Der Beklagte ist nicht Empfänger der von seiner Patientin R. G. geleisteten Zahlung auf die Rechnungen vom 27. Dezember 2005 und 12. Dezember 2006 für zahnärztliche Behandlungen. Die Leistungen sind an die Streitverkündete, die Inhaber der Forderungen sein sollte und die die Rechnungen aus eigener Verantwortung, lediglich auf Grund der Behandlungsunterlagen des Beklagten erstellt hat, erfolgt. Die Patientin hat nicht - wie in den überwiegenden Fällen der Drittleistungskondition - auf Anweisung des Beklagten an die Streitverkündete geleistet, sondern auf Grund der ihr vorab mitgeteilten Abtretung der Forderung und der ausschließlich von der Streitverkündeten erstellten Berechnung der zahnärztlichen Leistungen.
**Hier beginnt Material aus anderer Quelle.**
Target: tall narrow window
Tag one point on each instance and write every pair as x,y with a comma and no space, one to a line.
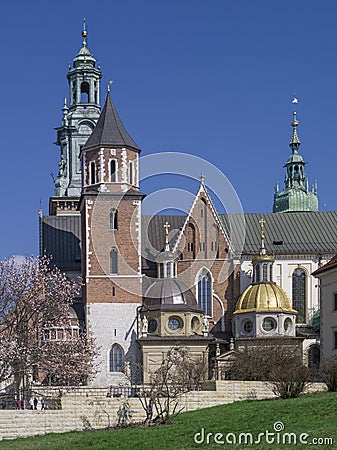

Die Abtretung der Forderung durch den Beklagten an die Streitverkündete unterscheidet sich vom üblichen, der Finanzierung dienenden Factoring-Vertrag dadurch, dass der Zweck wesentlich auch der Reduzierung des Verwaltungsaufwandes der Zahnarztpraxis dient, indem die Forderung bereits vor Erstellung der Rechnung übertragen wird, und die Forderung zum Zeitpunkt der Abtretung in ihrer konkreten Höhe noch nicht im Einzelnen fest steht, da die Ermittlung und Zusammenstellung der zu Grunde zu legenden Gebührenpositionen Aufgabe der Streitverkündeten als Zessionarin ist. Insbesondere in Fällen wie dem vorliegenden, in denen es um die Berechtigung der von der Streitverkündeten ermittelten Ziffern der Gebührenordnung als Grundlage der Berechnung geht, ist eine Ausnahme von dem Grundsatz, dass die Abwicklung zwischen dem Schuldner und dem Zedenten - hier also zwischen der Klägerin und dem Beklagten zu erfolgen hat- gerechtfertigt (BGH NJW 2005, 1369 ff.; BGH NJW 1989, 161 ff.).

Das muss auch für die Fälle gelten, in denen die zu Grunde liegende Abtretung nicht wirksam ist. Denn in diesen Fällen hat die Patientin ebenfalls eine Leistung an die vermeintliche Gläubigerin, die Streitverkündete, erbracht.

Eine wirksame Abtretung ist schon deshalb zweifelhaft, weil die Behandlung, die unter dem 27. Dezember 2005 in Rechnung gestellt worden ist, bereits am 05. November 2005 begann, also vor dem Abschluss des Dienstleistungsvertrages mit der Streitverkündeten, der nur künftige Forderungen umfassen sollte. Darüber hinaus liegt eine wirksame Einwilligung der Patientin zur Weitergabe der Patientendaten nicht vor. Voraussetzung für eine wirksame Einverständniserklärung ist, dass die Patientin weiß, an wen der Beklagte Daten, die der ärztlichen Verschwiegenheitspflicht unterliegen, weiter geben wird (OLG Karlsruhe in OLGR Karlsruhe 1999, 85 f., zitiert nach juris). Die Erklärung, die die Patientin am 21. Februar 2005 abgegeben hat, bezog sich nicht auf die Streitverkündete, sondern auf ein anderes Abrechnungsunternehmen. Die mit der Weitergabe der der Verschwiegenheitspflicht unterliegenden Daten verbundene Abtretung ist deshalb gemäß § 134 BGB in Verbindung mit § 203 Abs. 1 Nr. 1 StGB nichtig (BGH NJW 1991, 2955 ff.).

Das Recht der Streitverkündeten zur Weiterabtretung der Forderung, die einhergeht mit der Verpflichtung, gegenüber eventuellen Zessionaren Auskünfte über die Forderung und damit über der Verschwiegenheitspflicht unterliegende Daten zu erteilen, geht über die Einverständniserklärung der Patientin hinaus, die die Weitergabe auf die Sparkasse S. begrenzt. Es bestehen deshalb Zweifel auch an der Wirksamkeit der Abtretung der Forderungen aus der Rechnung vom 12. Dezember 2006, für die grundsätzlich eine wirksame Einwilligungserklärung der Patientin vorliegt.

Die Kostenentscheidung beruht auf § 91 ZPO, die Entscheidung über die vorläufige Vollstreckbarkeit auf §§ 708 Nr. 11, 711 ZPO.